Полумискова Екатерина. Иллюзия огня
Робинзон
Что нужно человеку, чтоб прожить
на острове, как Крузо, в одиночку?
Ружьё, топор, перо, бумага, бочка,
игла и шило, нож, пенька и нить.
И календарь, чтобы с апрелем май
не спутать. Попугай, собака, кошка,
хотя бы деревянная, но ложка,
да горсть зерна, да щедрый урожай.
И всё ж мечта любого «дикаря» —
увидеть звёзды в полдень из колодца,
да было бы за что и с кем бороться,
и жизнь, считайте, прожита не зря.
И каждую секунду, хоть во сне,
хоть наяву, решительно и просто,
но понимать, что ты покинешь остров
вплавь, на плоту, на лодке, на бревне.
И старость рваным парусом мелькнёт
у горизонта, не дождавшись штиля,
хотя тебя на Родине забыли
и возвращенья твоего не ждут. И вот...
Среди своих — легенда и герой,
почтенный муж, кумир.
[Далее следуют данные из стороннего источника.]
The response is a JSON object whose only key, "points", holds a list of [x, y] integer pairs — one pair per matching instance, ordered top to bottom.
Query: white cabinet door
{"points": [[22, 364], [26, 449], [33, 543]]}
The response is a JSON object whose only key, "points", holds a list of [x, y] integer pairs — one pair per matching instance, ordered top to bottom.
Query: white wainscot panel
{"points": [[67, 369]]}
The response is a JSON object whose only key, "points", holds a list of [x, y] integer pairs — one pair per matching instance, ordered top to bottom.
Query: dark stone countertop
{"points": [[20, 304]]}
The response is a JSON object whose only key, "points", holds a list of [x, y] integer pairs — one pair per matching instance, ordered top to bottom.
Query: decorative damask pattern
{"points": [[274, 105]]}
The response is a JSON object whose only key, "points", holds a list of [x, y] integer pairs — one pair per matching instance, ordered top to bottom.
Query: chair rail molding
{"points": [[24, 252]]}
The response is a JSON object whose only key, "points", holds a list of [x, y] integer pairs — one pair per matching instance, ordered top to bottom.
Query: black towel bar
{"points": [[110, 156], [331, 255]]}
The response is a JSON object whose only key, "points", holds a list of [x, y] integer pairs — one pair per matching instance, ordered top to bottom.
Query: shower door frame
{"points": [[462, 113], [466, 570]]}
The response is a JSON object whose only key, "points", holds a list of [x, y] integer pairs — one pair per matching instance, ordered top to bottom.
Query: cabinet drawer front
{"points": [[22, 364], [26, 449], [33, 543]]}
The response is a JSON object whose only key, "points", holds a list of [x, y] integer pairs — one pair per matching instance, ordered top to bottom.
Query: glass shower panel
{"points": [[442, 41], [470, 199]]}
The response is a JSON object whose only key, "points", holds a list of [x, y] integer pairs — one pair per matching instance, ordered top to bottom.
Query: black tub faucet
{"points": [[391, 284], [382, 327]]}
Но неизменно
во сне тебя несёт на край Вселенной,
к земле, очеловеченной тобой.
***
Вечный Огонь, как на скифском кургане,
и рукояти мечей, как кресты.
Были сколóты... А нынче цыгане
царствуют здесь от Карпат до Читы.
Пламя костров, а по кругу — кибитки.
Плачет гитара, и глаз не сомкнуть.
Древних созвездий небесные слитки
Млечный в ночи обозначили Путь.
Ржавые гильзы, истлевшие латы —
хватит железа коней подковать.
И на монистах из скифского злата —
звёздная пыль да столетий печать.
Карты цыганские скажут, что было,
им доверяли во все времена.
Праху отцов, как и братским могилам,
будет ещё поклоняться страна.
Краденый конь да чужая невеста,
пан иль пропал, или пуля в висок!
Ночь напролёт от Байкала до Бреста
катятся звёзды в горячий песок.
Немезида
Месяц серебряным неводом
Ловит осколки созвездий.
Осень, как Дух Возмездия,
Только бежать мне некуда.
Головоломками странными
Чаша судьбы наполнена.
Между людьми и странами
Счастья не будет поровну.
Светом пространство залито,
Но не пройти мне заново
Там, где холодное зарево
В небе играет скерцо…
Не отогрелось за лето
Моё изумрудное сердце.
***
На Казанскую – холодно.
Ветер морозный,
«триколором» играя, полотнище рвёт
вопреки триединству.
Но каяться поздно.
Оттого ли безмолвствует снова народ?
Ветру всё нипочём –
бесшабашный проказник,
он по снежному городу мечется зря.
Был один – стал другой
государственный праздник
в первых числах неистового ноября.
Не беда, что сегодня неймётся кому-то,
ведь родную историю вспомнить – не грех.
В знак того, что когда-то посеяли «смуту»,
нынче манною с неба срывается снег.
И скорбим о былом…
Непривычно и дико.
Варшавянки мотив кто-то вспомнит не в лад.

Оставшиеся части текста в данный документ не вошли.